Family-based categories — what moved

  • F2A (spouses and minor children of permanent residents): April’s Dates-for-Filing lists F2A as current, allowing immediate filing for all eligible applicants. Final Action Dates for F2A advanced to February 1, 2024 for many chargeability areas, which shortens the wait for many spouses/children.
  • F1, F2B, F3, F4 (unmarried adult children, other adult children, married children, siblings): these categories show steady but modest advances in Final Action Dates for select countries; Mexico and the Philippines still lag in older priority dates owing to per-country limits and higher demand.
  • Practical filing step: family petitioners should check whether the National Visa Center has requested documents; where Dates-for-Filing permit earlier action than Final Action Dates, assembling documents promptly avoids delays when the category becomes current.

Country-specific notes — India, China, Philippines, Mexico

  • India: April brings meaningful filing-date movement for EB-2 and EB-3 with Dates-for-Filing showing January 15, 2015, narrowing the backlog gap for professionals and skilled workers; however, Final Action Dates for many India employment categories remain more conservative, so approval timing may still lag filing eligibility.
  • China: EB categories for China remain tightly capped with earlier cutoffs (around 2021–2023 depending on preference), limiting immediate final action in EB-2/EB-3 despite some Dates-for-Filing openings.
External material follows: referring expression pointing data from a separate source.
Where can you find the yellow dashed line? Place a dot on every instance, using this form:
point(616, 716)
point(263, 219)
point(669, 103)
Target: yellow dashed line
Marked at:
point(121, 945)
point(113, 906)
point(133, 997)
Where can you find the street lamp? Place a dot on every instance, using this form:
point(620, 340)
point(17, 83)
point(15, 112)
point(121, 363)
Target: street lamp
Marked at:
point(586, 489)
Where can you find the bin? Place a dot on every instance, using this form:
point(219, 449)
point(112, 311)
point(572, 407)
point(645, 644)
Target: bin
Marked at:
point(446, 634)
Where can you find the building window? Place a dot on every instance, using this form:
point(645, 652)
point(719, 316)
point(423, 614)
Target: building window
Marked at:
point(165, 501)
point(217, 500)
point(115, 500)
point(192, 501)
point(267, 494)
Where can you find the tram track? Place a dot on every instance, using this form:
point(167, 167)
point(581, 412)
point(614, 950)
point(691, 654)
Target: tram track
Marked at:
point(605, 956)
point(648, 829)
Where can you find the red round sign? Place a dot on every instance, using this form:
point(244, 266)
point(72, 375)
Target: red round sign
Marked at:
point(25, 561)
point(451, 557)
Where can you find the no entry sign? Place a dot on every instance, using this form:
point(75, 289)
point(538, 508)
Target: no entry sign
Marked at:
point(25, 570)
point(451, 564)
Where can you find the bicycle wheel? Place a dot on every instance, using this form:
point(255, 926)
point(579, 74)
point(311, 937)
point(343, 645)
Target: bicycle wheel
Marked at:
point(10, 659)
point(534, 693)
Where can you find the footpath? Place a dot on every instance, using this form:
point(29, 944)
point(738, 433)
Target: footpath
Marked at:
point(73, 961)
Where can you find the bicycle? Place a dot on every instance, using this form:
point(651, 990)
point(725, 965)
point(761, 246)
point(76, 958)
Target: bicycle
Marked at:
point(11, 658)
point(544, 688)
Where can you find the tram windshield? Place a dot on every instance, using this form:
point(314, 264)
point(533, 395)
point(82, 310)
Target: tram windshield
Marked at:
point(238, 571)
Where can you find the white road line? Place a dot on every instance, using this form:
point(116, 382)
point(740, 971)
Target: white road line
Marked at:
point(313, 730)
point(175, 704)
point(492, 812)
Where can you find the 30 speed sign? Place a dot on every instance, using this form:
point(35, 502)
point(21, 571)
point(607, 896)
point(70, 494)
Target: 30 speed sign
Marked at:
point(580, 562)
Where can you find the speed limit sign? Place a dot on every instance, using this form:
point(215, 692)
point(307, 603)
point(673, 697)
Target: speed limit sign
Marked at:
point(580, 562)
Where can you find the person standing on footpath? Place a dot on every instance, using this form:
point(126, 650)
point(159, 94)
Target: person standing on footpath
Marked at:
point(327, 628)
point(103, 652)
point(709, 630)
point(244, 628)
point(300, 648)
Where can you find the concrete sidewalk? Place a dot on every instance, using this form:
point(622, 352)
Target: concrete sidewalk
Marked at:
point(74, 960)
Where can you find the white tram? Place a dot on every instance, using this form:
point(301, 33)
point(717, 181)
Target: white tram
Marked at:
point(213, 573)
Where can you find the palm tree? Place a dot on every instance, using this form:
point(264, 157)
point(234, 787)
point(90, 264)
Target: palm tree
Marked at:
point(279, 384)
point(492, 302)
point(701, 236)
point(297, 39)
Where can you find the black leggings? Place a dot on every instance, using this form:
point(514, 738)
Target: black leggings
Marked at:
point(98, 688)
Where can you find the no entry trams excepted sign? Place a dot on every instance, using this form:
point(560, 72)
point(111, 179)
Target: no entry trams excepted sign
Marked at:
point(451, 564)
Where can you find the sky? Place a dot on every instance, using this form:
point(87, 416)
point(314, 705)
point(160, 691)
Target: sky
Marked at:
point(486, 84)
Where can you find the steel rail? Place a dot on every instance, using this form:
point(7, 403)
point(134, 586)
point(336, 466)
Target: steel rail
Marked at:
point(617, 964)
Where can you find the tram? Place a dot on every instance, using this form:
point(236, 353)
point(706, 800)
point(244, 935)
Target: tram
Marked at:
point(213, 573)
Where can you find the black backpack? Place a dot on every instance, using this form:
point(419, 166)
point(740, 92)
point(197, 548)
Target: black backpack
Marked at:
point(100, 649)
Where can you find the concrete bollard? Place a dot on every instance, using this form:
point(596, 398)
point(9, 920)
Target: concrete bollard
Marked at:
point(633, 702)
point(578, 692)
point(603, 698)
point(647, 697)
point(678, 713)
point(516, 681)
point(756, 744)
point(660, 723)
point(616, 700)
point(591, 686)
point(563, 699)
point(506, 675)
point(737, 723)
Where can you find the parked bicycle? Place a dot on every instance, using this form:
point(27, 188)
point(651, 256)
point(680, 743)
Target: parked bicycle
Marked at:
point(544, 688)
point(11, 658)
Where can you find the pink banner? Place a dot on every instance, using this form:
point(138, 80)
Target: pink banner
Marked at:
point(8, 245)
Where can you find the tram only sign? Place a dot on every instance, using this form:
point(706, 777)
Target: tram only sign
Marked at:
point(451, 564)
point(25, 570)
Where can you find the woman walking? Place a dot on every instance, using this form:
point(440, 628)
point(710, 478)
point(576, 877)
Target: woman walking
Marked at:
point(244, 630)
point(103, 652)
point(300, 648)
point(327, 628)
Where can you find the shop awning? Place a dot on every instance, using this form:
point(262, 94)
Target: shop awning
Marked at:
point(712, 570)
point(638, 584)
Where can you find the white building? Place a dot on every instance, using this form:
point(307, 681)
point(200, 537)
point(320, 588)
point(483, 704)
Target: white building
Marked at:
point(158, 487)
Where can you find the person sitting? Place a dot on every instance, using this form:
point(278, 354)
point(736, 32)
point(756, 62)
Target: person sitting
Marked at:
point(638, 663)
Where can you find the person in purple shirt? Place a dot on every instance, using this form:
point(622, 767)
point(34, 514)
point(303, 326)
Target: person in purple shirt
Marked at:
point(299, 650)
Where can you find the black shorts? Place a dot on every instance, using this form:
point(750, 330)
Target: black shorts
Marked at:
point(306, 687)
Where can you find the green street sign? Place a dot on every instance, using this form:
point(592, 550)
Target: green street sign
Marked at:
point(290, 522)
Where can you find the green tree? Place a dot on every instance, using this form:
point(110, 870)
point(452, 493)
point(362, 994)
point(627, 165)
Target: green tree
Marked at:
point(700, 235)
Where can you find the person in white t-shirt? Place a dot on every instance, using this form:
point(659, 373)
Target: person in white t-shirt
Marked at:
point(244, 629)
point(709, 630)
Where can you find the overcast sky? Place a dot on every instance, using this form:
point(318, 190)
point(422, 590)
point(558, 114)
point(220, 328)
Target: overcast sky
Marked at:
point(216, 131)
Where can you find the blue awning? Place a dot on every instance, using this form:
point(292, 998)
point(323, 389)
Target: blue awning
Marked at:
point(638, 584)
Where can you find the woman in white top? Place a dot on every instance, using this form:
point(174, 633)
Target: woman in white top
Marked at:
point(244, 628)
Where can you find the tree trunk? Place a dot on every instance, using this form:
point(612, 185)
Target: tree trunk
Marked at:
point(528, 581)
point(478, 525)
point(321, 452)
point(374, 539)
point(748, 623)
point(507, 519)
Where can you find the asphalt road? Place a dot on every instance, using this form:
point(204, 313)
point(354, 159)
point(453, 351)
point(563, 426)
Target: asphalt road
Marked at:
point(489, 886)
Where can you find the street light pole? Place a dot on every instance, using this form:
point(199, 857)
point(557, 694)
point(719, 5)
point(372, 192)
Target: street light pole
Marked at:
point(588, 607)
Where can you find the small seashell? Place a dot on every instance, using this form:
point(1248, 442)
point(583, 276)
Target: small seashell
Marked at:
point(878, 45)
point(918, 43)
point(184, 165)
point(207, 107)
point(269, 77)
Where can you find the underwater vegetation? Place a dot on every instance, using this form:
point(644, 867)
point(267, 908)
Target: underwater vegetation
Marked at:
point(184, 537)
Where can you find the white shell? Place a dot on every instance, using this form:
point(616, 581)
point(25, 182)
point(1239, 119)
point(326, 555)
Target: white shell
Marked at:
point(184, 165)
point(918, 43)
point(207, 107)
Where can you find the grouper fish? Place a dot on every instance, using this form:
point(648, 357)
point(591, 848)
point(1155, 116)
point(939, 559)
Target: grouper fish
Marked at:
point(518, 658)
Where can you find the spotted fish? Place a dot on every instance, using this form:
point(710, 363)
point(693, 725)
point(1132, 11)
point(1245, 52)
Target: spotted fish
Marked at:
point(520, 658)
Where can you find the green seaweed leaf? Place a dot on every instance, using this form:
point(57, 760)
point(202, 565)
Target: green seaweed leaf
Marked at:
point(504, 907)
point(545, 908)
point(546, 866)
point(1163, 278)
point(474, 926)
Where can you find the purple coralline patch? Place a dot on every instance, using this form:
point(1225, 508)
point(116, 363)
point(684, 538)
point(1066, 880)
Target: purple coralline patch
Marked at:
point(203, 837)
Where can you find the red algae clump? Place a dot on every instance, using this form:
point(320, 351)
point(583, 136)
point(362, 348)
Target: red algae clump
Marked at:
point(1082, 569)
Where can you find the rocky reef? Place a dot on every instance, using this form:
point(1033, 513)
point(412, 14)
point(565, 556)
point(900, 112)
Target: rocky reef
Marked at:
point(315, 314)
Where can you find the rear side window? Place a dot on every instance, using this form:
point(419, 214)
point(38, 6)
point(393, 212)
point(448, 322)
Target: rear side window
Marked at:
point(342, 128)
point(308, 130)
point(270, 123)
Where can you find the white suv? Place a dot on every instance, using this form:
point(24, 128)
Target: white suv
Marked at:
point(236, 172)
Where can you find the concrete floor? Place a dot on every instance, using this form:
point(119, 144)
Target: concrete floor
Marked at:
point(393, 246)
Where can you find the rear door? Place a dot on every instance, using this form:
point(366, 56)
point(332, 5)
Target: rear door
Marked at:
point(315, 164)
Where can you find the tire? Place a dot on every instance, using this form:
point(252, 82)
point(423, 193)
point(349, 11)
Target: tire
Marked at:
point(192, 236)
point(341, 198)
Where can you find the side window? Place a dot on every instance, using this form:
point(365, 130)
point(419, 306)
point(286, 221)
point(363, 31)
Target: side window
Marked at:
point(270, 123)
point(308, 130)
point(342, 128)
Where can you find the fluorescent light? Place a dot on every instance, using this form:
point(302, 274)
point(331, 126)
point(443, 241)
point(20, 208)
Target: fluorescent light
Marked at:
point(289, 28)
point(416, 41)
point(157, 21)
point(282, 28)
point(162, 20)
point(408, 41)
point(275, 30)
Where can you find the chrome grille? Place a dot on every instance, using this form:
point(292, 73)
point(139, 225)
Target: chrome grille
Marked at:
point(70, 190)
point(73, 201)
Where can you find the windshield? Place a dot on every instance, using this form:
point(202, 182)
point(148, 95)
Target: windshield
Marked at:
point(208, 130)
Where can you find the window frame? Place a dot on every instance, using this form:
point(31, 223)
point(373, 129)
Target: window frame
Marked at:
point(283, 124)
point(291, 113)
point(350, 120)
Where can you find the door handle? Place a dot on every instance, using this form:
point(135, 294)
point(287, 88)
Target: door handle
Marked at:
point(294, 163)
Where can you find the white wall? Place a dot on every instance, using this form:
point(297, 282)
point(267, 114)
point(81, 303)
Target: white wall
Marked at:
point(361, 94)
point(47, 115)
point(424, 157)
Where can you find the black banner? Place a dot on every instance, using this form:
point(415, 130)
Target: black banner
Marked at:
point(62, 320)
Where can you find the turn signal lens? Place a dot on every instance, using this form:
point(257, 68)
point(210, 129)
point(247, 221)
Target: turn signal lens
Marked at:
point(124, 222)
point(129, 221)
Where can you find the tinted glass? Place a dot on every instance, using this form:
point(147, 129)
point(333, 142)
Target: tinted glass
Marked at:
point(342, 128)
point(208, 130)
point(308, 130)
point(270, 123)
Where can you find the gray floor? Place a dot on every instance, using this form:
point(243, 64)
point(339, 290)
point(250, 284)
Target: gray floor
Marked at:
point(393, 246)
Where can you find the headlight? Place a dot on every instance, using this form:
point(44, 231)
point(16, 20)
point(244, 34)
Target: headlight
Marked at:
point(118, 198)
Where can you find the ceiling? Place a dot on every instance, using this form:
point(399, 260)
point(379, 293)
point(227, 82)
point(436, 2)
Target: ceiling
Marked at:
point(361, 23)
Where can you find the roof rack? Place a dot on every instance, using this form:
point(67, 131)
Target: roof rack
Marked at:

Applicants born in mainland China should prioritize readiness and maintain communication with legal counsel.
  • Philippines and Mexico: Rest-of-World and Mexico show improved liquidity in EB-2/EB-3 classifications with several categories current, easing movement for applicants. The Philippines shows partial advancement but retains some category-specific cutoffs (for example EB-3 final action still targeted to a January 1, 2024 date in some charts).
  • These country-level differentiations are driven by per-country limits and how visa numbers are allocated across family and employment categories within the fiscal-year cap.

How to plan immediate next steps (checklist)

  • Verify which chart USCIS is using this month (Final Action vs Dates for Filing) on the USCIS visa bulletin info page; follow that chart for I-485 filing eligibility.
  • Gather civil documents, updated passport scans, I-693 medical exam (if your filing office requires it), translations, and certified copies now if your Dates-for-Filing date is current for you.
  • If you are near the cutoff, prepare to file quickly: priority-date movements can be small but decisive—missing a month may delay your case by many months.
  • Coordinate with your employer or immigration counsel to ensure any pending PERM or I-140 issues are resolved and to check whether concurrent filing (I-140 + I-485) is feasible.

Predictive insight — what to watch next

  • Watch for continued retrogression risk if demand concentrates in oversubscribed countries; small advances in April may be followed by pauses or minor retrogressions later in FY-2026 if demand spikes.
  • The DOS statement that visa issuances from some countries have decreased (for operational or policy reasons) means the Department can advance dates in other categories — but this policy-driven fluidity makes month-to-month forecasting less stable than normal numerical projections. Expect cautious, incremental movements rather than large leaps unless unused numbers accumulate.

Closing practical advice

If your priority date is now earlier than the Dates-for-Filing listing, assemble and submit documentation immediately; if you are still behind the Final Action Date, maintaining readiness and documenting any changes in your case (job offer updates, dependent status changes) ensures you can move as soon as your date becomes current. For applicants from India and China, consult experienced counsel to optimize timing around I-140 strategy, cross-chargeability where applicable, and potential use of employment-based categories that are current for other countries.